John Bartlett (June 14, 1820 – December 3, 1905) was an American writer and publisher and the editor of Bartlett's Familiar Quotations, which he revised continuously and published in several editions. Since Bartlett's death in 1905, the book has continued to be published in multiple editions, most recently in 2022.

==Early life and education==
Bartlett was born in Plymouth, Massachusetts, to William Bartlett and Susan Thacher.

His father was a descendant of Mayflower Pilgrims, including Love Brewster, a founder of Bridgewater, Massachusetts, William Brewster, the Pilgrim colonist leader and spiritual elder of the Plymouth Colony, and John Alden, who was a cooper in Southampton, England, and who along with the Brewsters was a signer of the Mayflower Compact.

His mother was a direct descendant of Anthony and Elizabeth Thacher, who were the sole survivors of a shipwreck on August 14, 1635, in which 21 passengers, including their four children, drowned. Thacher Island, a small island off Cape Ann off the Massachusetts coast in the United States is named after them.

Bartlett was able to read by age three. By age nine, he read the entire Bible.

==Career==
He finished school at age 16, and then moved to Cambridge, Massachusetts, where he worked for the University Bookstore that served Harvard University. By 29-years-old, he owned the store. Known for his memory for quotations and trivia, "Ask John Bartlett" became a byword in the community when someone was stumped.
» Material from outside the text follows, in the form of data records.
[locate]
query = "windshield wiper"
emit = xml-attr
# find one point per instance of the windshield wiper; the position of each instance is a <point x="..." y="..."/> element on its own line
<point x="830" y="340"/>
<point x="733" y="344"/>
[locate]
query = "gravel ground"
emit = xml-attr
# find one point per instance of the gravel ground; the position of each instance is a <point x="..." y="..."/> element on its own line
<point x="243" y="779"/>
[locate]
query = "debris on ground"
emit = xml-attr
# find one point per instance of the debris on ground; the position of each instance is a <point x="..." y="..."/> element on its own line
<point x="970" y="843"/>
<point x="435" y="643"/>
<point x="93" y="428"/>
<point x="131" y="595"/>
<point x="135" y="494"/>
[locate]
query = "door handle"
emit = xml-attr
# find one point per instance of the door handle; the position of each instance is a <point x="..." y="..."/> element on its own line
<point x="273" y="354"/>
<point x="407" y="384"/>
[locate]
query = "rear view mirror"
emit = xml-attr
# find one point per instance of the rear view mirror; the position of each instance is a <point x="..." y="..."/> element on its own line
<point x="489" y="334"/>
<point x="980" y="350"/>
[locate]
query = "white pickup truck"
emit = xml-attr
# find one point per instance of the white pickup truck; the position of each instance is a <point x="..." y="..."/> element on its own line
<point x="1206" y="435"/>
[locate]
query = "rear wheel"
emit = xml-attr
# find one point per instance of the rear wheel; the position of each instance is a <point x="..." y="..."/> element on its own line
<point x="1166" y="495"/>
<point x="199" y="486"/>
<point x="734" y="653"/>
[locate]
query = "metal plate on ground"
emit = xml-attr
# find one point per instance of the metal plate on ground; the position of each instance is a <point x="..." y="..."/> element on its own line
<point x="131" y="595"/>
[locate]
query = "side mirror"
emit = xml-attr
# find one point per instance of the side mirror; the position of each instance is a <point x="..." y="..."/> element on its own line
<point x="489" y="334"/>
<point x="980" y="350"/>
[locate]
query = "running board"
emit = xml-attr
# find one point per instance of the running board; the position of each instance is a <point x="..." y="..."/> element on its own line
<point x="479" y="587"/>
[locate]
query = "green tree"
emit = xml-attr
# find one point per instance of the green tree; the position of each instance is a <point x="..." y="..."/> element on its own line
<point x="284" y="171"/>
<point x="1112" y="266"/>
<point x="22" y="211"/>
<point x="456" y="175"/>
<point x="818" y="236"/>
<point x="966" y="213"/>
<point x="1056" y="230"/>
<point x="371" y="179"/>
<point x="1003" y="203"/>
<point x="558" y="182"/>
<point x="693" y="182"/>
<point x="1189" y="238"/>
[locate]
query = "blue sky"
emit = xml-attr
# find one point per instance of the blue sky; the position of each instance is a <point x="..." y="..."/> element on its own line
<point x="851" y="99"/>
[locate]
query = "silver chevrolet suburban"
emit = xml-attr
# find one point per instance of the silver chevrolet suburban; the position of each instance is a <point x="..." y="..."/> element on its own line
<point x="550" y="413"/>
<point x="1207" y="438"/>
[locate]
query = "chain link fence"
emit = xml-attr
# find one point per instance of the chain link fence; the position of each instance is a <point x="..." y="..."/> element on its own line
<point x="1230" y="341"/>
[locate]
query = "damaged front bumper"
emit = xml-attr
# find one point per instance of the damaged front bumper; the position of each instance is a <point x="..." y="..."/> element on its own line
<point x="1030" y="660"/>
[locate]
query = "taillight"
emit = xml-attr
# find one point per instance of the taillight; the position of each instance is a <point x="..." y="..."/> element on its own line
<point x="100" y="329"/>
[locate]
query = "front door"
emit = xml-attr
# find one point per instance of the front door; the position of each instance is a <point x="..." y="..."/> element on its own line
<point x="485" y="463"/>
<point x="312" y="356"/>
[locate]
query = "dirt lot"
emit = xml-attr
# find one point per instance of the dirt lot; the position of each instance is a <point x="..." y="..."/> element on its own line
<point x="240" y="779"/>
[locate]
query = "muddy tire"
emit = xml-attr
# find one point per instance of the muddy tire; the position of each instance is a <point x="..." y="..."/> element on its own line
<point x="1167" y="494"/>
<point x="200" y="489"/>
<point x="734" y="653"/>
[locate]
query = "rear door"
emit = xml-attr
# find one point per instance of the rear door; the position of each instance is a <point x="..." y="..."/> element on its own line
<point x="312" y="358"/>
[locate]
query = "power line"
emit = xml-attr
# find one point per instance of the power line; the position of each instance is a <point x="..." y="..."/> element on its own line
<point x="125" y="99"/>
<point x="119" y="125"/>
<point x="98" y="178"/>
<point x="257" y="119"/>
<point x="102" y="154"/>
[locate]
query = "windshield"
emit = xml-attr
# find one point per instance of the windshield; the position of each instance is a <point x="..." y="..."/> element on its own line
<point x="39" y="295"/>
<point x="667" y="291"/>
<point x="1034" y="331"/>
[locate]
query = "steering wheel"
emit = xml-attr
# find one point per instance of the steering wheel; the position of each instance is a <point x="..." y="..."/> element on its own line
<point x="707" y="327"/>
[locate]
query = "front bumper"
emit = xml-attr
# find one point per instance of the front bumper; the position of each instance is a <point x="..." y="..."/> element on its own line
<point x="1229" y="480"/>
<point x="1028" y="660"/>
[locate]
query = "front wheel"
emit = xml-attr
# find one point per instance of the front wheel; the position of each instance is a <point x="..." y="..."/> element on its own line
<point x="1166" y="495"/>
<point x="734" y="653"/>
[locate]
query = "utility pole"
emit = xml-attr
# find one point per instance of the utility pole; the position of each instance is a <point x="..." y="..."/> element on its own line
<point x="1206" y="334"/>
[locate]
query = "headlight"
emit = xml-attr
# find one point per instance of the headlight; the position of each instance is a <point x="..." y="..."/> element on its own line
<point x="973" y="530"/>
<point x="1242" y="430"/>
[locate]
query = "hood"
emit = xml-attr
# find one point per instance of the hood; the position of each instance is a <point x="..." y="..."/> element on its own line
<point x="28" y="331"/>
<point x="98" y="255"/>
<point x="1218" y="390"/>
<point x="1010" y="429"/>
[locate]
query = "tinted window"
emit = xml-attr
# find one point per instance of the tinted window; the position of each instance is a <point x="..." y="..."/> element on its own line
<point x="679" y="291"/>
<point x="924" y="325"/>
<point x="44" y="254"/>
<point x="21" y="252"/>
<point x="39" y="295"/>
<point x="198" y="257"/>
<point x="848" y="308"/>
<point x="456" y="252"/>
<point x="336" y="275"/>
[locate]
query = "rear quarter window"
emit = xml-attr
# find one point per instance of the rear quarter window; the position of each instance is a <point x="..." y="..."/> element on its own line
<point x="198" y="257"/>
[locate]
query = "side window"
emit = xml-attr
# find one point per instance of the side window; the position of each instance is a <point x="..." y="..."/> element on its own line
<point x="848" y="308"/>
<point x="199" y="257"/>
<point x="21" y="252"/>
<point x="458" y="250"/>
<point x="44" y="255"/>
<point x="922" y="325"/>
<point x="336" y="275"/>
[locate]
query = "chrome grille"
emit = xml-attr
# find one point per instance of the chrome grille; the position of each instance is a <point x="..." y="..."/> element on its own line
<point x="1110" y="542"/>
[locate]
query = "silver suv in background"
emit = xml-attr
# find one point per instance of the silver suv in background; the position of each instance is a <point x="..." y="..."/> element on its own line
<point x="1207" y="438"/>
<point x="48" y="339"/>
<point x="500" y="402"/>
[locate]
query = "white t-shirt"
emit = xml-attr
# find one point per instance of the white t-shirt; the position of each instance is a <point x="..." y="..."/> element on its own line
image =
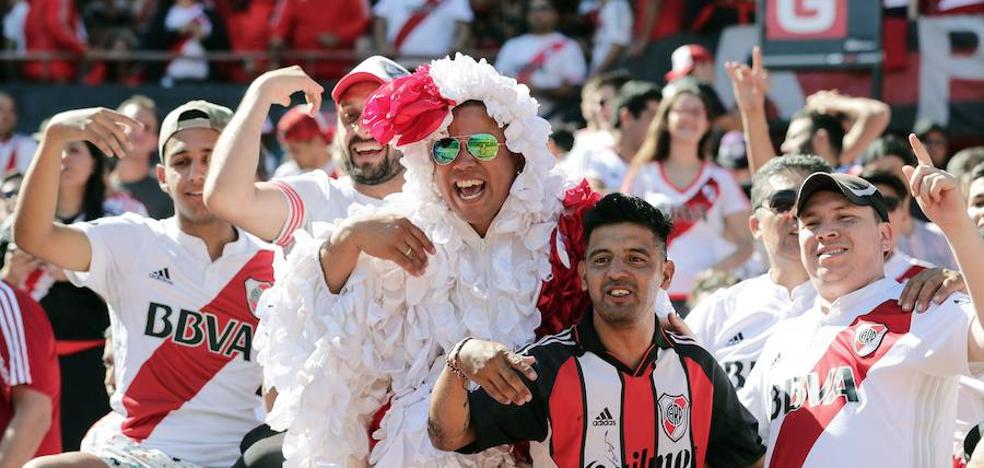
<point x="544" y="61"/>
<point x="182" y="329"/>
<point x="865" y="384"/>
<point x="901" y="267"/>
<point x="734" y="323"/>
<point x="614" y="28"/>
<point x="315" y="198"/>
<point x="16" y="153"/>
<point x="432" y="37"/>
<point x="698" y="212"/>
<point x="600" y="163"/>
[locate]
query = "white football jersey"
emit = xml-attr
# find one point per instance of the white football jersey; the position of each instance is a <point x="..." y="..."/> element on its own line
<point x="182" y="332"/>
<point x="315" y="197"/>
<point x="865" y="384"/>
<point x="733" y="324"/>
<point x="698" y="211"/>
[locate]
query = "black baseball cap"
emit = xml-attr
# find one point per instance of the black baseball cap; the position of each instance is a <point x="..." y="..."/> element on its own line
<point x="855" y="189"/>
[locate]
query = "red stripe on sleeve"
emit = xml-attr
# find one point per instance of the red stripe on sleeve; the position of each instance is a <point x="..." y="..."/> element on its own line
<point x="802" y="427"/>
<point x="175" y="373"/>
<point x="567" y="440"/>
<point x="639" y="419"/>
<point x="701" y="407"/>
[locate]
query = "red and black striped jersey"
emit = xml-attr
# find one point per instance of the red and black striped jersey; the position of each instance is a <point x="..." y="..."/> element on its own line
<point x="676" y="408"/>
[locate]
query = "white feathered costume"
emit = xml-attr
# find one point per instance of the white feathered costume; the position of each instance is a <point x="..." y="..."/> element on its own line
<point x="335" y="359"/>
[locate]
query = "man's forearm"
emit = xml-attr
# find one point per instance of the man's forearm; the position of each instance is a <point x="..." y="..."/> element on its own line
<point x="448" y="423"/>
<point x="756" y="129"/>
<point x="230" y="182"/>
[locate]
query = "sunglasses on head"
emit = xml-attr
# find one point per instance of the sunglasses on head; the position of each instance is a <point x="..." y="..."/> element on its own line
<point x="483" y="146"/>
<point x="781" y="201"/>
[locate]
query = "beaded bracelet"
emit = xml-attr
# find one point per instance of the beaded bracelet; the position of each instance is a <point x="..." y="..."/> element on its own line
<point x="452" y="359"/>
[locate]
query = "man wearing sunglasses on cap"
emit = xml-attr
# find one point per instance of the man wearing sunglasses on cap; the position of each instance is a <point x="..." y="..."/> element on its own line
<point x="734" y="323"/>
<point x="505" y="226"/>
<point x="857" y="380"/>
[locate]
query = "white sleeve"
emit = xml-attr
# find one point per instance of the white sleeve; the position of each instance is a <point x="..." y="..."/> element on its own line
<point x="116" y="242"/>
<point x="461" y="11"/>
<point x="324" y="354"/>
<point x="734" y="199"/>
<point x="575" y="68"/>
<point x="756" y="394"/>
<point x="942" y="334"/>
<point x="302" y="192"/>
<point x="705" y="316"/>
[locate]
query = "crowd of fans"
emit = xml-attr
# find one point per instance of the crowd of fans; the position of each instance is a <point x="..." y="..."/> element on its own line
<point x="713" y="171"/>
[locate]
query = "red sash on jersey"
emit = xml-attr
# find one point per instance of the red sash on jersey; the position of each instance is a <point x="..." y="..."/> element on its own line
<point x="413" y="21"/>
<point x="912" y="271"/>
<point x="802" y="427"/>
<point x="538" y="60"/>
<point x="687" y="215"/>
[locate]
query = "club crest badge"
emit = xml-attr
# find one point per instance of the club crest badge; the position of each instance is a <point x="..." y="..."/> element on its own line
<point x="674" y="412"/>
<point x="868" y="337"/>
<point x="254" y="289"/>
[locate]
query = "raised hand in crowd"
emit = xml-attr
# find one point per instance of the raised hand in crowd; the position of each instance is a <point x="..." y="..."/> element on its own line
<point x="750" y="86"/>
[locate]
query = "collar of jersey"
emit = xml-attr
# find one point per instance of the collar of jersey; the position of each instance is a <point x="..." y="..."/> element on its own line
<point x="847" y="307"/>
<point x="587" y="337"/>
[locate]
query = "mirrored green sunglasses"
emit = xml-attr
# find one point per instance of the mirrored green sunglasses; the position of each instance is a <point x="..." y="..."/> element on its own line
<point x="484" y="146"/>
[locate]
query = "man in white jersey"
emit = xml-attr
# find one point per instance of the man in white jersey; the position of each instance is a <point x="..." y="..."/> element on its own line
<point x="856" y="380"/>
<point x="181" y="294"/>
<point x="277" y="209"/>
<point x="734" y="323"/>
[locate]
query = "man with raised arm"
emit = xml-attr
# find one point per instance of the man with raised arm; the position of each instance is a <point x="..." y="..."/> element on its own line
<point x="273" y="211"/>
<point x="181" y="293"/>
<point x="829" y="382"/>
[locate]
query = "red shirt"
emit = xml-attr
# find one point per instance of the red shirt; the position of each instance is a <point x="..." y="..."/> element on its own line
<point x="27" y="352"/>
<point x="52" y="25"/>
<point x="302" y="22"/>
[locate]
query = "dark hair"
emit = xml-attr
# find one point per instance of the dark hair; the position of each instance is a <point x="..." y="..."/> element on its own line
<point x="656" y="146"/>
<point x="616" y="208"/>
<point x="831" y="123"/>
<point x="889" y="146"/>
<point x="802" y="164"/>
<point x="887" y="178"/>
<point x="95" y="186"/>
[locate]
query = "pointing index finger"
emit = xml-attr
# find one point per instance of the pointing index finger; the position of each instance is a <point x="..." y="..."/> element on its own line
<point x="921" y="154"/>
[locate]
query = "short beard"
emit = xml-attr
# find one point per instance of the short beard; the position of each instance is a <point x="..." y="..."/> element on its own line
<point x="389" y="168"/>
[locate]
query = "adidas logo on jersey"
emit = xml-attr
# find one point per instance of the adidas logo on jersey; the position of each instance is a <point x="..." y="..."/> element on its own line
<point x="162" y="275"/>
<point x="604" y="419"/>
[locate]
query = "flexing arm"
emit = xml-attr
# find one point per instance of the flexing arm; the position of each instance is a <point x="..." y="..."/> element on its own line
<point x="31" y="421"/>
<point x="750" y="85"/>
<point x="869" y="119"/>
<point x="938" y="194"/>
<point x="230" y="184"/>
<point x="35" y="231"/>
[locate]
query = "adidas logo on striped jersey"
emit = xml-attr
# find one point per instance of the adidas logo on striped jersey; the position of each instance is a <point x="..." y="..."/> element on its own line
<point x="604" y="419"/>
<point x="162" y="275"/>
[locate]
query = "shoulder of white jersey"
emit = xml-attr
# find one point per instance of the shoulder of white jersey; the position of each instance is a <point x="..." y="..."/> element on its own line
<point x="12" y="326"/>
<point x="563" y="338"/>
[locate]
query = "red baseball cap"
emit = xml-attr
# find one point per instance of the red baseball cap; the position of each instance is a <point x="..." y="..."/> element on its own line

===Bartlett's Familiar Quotations===

Bartlett began keeping a commonplace book of quotations to answer queries. In 1855, he privately printed the first edition of his Bartlett's Familiar Quotations, which was 258 pages long and included notable historical and current quotes from 169 people. One-third of the book was quotations from the Bible and the works of William Shakespeare, and most of the balance were quotes from the great English poets.

Bartlett sold the bookstore in 1862 to become a paymaster in the U.S. Navy during the Civil War. He served on the South Atlantic station, and returned to Boston in 1863, joining Little, Brown and Company, one of the nation's leading book publishers. That same year, Little, Brown issued the fourth edition of his quotation book. He rose to be the firm's senior partner in 1878 and retired in 1889. In addition to his work on quotations, overseeing nine editions of the book, he wrote on fishing and chess and compiled a massive concordance of Shakespeare, published in 1894, that is still the standard work of its kind.

The concordance, which Bartlett estimated consumed 16,000 hours of his time, was compiled with his wife Hannah, the daughter of Sidney Willard, a professor of Hebrew at Harvard University, and the granddaughter of Joseph Willard, president of Harvard.

==Honors==
In 1971, Bartlett was awarded an honorary degree from Harvard University. In 1892, he was elected a Fellow of the American Academy of Arts and Sciences.

In 2022, the 19th edition of his Familiar Quotations was published by Little, Brown and Company.

==Death==
Bartlett died in Cambridge, Massachusetts at age 85.